A multithreaded chat server

So let's put this to use and write our chat server. Make a new file called 2.1-chat_server-multithread.py and put the following code in it:

import threading, queue
import tincanchat

HOST = tincanchat.HOST
PORT = tincanchat.PORT

send_queues = {}
lock = threading.Lock()

def handle_client_recv(sock, addr):
    """ Receive messages from client and broadcast them to
        other clients until client disconnects """
    rest = bytes()
    while True:
        try:
            (msgs, rest) = tincanchat.recv_msgs(sock, rest)
        except (EOFError, ConnectionError):
            handle_disconnect(sock, addr)
            break
        for msg in msgs:
            msg = '{}: {}'.format(addr, msg)
            print(msg)
            broadcast_msg(msg)

def handle_client_send(sock, q, addr):
    """ Monitor queue for new messages, send them to client as
        they arrive """
    while True:
        msg = q.get()
        if msg == None: break
        try:
            tincanchat.send_msg(sock, msg)
        except (ConnectionError, BrokenPipe):
            handle_disconnect(sock, addr)
            break

def broadcast_msg(msg):
    """ Add message to each connected client's send queue """
    with lock:
        for q in send_queues.values():
            q.put(msg)

def handle_disconnect(sock, addr):
    """ Ensure queue is cleaned up and socket closed when a client
        disconnects """
    fd = sock.fileno()
    with lock:
        # Get send queue for this client
        q = send_queues.get(fd, None)
    # If we find a queue then this disconnect has not yet
    # been handled
    if q:
        q.put(None)
        del send_queues[fd]
        addr = sock.getpeername()
        print('Client {} disconnected'.format(addr))
        sock.close()

if __name__ == '__main__':
    listen_sock = tincanchat.create_listen_socket(HOST, PORT)
    addr = listen_sock.getsockname()
    print('Listening on {}'.format(addr))

    while True:
        client_sock,addr = listen_sock.accept()
        q = queue.Queue()
        with lock:
            send_queues[client_sock.fileno()] = q
        recv_thread = threading.Thread(target=handle_client_recv,
                                       args=[client_sock, addr],
                                       daemon=True)
        send_thread = threading.Thread(target=handle_client_send,
                                       args=[client_sock, q,
                                             addr],
                                       daemon=True)
        recv_thread.start()
        send_thread.start()
        print('Connection from {}'.format(addr))

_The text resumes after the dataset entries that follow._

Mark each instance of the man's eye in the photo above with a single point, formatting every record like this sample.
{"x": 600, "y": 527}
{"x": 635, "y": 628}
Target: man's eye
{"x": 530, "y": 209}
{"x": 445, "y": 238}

We're now using two threads per client. One thread handles the messages received and the other thread handles the task of sending messages. The idea here is to break out each place a block might happen into its own thread. This will give us the lowest latency for each client, but it does come at the cost of system resources. We're reducing the potential number of clients that we may be able to handle simultaneously. There are other models that we could use, such as having a single thread for each client which receives messages and then sends them itself to all the connected clients, but I've chosen to optimize for latency.

To facilitate the separate threads, we've broken the receiving code and the sending code into the handle_client_recv() function and handle_client_send() function respectively.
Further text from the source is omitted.